Biografie

 

Wenn improvisierte Musik lyrisch klingt, dann steckt wahrscheinlich eine bestimmte Weltsicht oder ein Gottesbild dahinter. Es werden Hintergründe zu Gehör gebracht, Klänge mit denen sich jemand Stunden um Stunden zum eigenen Gefallen umgeben hat. Wenn diese dann einem Zuhörer gefallen dann meint dieser zu Recht er stünde mit dem Musiker in einer Art Seelenverwandtschaft.

 

Radiointerview mit Odilo Clausnitzer, WDR3 in 2016 aus der Reihe “Szene NRW”.

Aufgewachsen ist Schöler in Kreuztal, ländliches Nordrheinwestfalen, für sein Klavierstudium zieht er nach Arnhem (Niederlande) und nach einem einjährigen Exkurs nach Uppsala (Schweden) kehrt er zurück nach NRW, der alten Heimat, jetzt allerdings in den flachen Westen, nach Kleve, wo er seit 2007 mit seiner Familie lebt und als Kunstschaffender und Lehrer tätig ist.

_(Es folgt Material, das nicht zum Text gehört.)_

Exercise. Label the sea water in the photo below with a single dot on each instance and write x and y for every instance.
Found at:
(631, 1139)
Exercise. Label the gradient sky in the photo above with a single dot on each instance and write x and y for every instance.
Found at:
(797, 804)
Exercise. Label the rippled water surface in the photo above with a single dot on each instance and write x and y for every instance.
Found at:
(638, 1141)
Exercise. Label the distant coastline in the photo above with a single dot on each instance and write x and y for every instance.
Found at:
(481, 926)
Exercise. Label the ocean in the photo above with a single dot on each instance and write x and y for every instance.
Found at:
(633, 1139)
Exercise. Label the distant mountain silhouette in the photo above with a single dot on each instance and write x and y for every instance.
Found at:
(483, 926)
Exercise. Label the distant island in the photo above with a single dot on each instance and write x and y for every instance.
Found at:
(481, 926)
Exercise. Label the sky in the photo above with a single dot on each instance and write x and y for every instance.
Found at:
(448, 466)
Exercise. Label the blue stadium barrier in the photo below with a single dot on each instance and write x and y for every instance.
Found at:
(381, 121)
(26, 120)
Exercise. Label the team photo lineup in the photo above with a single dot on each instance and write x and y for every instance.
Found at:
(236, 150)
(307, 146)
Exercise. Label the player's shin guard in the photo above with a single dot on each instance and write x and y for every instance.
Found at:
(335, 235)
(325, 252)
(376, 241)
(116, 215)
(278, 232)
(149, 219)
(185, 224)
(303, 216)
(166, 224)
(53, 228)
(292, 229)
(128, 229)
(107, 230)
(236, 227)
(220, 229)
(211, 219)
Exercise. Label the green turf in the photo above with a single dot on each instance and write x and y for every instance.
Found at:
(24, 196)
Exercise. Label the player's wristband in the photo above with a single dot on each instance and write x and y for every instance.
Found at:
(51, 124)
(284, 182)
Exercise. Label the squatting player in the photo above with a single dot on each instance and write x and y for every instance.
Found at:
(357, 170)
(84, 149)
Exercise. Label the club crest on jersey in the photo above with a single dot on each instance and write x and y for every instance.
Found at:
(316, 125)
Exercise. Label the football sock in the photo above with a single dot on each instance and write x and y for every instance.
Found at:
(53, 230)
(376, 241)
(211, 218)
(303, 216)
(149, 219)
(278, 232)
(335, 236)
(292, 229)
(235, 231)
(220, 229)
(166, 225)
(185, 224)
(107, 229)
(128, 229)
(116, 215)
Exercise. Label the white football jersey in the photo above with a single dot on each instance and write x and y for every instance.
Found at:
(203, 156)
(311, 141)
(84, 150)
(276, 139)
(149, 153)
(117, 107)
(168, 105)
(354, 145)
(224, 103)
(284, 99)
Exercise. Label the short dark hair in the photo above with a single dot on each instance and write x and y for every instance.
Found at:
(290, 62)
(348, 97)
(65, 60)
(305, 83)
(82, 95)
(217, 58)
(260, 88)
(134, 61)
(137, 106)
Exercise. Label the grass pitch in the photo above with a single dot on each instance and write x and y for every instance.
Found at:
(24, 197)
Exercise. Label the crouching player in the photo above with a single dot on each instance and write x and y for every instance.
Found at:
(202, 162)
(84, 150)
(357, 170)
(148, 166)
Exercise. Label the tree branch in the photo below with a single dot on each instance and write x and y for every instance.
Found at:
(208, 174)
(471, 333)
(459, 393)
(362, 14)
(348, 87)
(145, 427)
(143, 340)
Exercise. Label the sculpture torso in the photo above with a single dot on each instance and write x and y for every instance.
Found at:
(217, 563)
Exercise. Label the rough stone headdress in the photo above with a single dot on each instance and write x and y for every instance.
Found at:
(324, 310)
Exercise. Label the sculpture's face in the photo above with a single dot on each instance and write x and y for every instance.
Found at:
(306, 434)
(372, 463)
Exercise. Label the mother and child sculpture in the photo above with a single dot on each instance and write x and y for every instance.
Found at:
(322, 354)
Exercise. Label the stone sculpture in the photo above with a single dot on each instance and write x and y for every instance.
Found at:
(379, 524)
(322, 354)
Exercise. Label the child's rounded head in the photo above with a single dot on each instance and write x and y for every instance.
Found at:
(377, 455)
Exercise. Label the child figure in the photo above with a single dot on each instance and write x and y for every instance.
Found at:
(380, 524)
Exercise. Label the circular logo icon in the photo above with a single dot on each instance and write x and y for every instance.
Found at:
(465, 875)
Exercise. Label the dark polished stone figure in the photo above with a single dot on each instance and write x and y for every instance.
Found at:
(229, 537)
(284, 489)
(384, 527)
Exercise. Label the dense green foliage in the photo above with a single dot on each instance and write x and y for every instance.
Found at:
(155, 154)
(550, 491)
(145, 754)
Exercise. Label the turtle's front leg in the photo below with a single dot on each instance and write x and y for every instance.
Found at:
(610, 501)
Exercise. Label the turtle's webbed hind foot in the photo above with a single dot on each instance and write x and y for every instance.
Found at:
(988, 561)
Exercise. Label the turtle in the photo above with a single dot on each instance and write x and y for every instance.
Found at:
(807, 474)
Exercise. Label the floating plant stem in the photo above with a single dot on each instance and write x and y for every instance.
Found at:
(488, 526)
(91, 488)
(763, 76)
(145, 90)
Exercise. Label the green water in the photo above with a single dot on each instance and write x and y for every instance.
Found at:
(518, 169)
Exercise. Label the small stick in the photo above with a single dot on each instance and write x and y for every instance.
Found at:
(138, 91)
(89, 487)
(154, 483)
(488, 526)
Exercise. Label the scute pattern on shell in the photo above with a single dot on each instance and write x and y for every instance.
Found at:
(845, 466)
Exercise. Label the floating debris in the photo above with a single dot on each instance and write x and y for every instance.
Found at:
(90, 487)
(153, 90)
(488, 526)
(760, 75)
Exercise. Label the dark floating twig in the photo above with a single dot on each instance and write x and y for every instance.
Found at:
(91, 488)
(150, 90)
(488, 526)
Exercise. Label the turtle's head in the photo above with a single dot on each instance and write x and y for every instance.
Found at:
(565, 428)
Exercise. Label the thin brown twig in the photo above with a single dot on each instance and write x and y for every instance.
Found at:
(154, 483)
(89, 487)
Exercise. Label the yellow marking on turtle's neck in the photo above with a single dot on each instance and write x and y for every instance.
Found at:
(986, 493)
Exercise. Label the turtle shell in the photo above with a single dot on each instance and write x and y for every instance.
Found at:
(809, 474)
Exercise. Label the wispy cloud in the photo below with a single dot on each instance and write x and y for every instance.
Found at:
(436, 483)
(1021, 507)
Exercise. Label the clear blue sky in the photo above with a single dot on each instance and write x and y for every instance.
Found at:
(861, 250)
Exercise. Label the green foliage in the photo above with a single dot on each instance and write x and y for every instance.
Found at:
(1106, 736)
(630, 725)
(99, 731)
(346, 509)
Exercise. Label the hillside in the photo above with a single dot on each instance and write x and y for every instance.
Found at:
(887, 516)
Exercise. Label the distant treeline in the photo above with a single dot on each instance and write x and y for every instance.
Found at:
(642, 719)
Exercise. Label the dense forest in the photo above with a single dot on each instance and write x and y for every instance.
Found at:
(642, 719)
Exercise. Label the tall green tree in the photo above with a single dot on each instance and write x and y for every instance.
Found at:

Als 5jähriger wird Schöler von seinem Onkel ausgebildet für die im Siegerland typischen Flöten- und Posaunenchöre. Das Klavierspiel seiner Schwester jedoch begeistert ihn mehr als Flöte und Flügelhorn; so gestatten ihm seine Eltern als 8jährigem den Klavierunterricht zuletzt bei Sharon Anderson, einer amerikanischen Lehrerin und auch Pianistin der Philharmonie-Südwestfalen, die ihm einen breiten Horizont von Barock bis Moderne eröffnet; unterwegs entdeckt Schöler das Improvisieren, entdeckt Miles Davis und Dizzy Gillespie. Mit dem Spielen in ersten Bands entsteht für ihn der Berufswunsch Musiker. Mit dem Jazz weiterhelfen und ihn auf das Studium vorbereiten kann der Siegener Bigbandleiter Hartmut Sperl. Im Studium bekommt Schöler Klavierunterricht bei Rob van den Broeck (modern Jazz; * 1 Dezember 1940, Hilversum; † 30. April 2012 Enter, Overijssel). Dieser hat den Wert der eigenen Forschung gezeigt und wie kein anderer zum improvisatorischen Experimentieren ermutigt; gleichzeitig vor verfrühter Selbstbeurteilung und Meinung geschützt. Geprägt wurde Schöler auch von Rob van Kreeveld (BeBop; * 15 Juni 1941, Den Haag). Er hat dazu angeregt neben allem künstlerischen Streben nach Individualismus und kreativem Fluss sich gleichfalls improvisatorisches Standard-Handwerk als notwendiges Grundvokabular anzueignen; ein Aufzeigen der Grenzen des allgemeinen Jazzverständnisses und Hörerkompatibilität. Daneben hat Schöler studiert bei John Taylor, Carla Bley, Steve Swallow und Peggy Larson. Hörerisch ist er beeinflusst durch Herbie Hancock und das Frühwerk von Keith Jarrett.

Seit seinem Studium spielt Schöler im Trioverband, im Duo (mit Irene Schöler, voc.) und auch als Solist. Das Trio, zunächst in der Besetzung mit Joop van Erven und Jan Flubacher nimmt in 2006 Schölers erste Platte auf mit dem Titel “Introducing Stefan Schöler”, die für eine Eigenproduktion überraschend viel Resonanz findet in Fachmagazinen und Radio und schließlich von Disk Union Co., Ltd. in Japan vertrieben wird. Über Umbesetzung über Imre Kruis und Laurens Knoop ist das Trio seit 2014 besetzt mit Rico de Jeer und Thijs Bastiaans. Es kommt zu Auftritten in renommierten Jazzclubs und Festivals in Deutschland und den Niederlanden, sporadischen Ausweitungen zu Quartett- und Quintettformationen, Fernsehauftritten, Radiointerview und kürzlich die Zusage von Harald Härter, Leiter des Schweizer Plattenlabels UnitRecords für die nächste Plattenproduktion.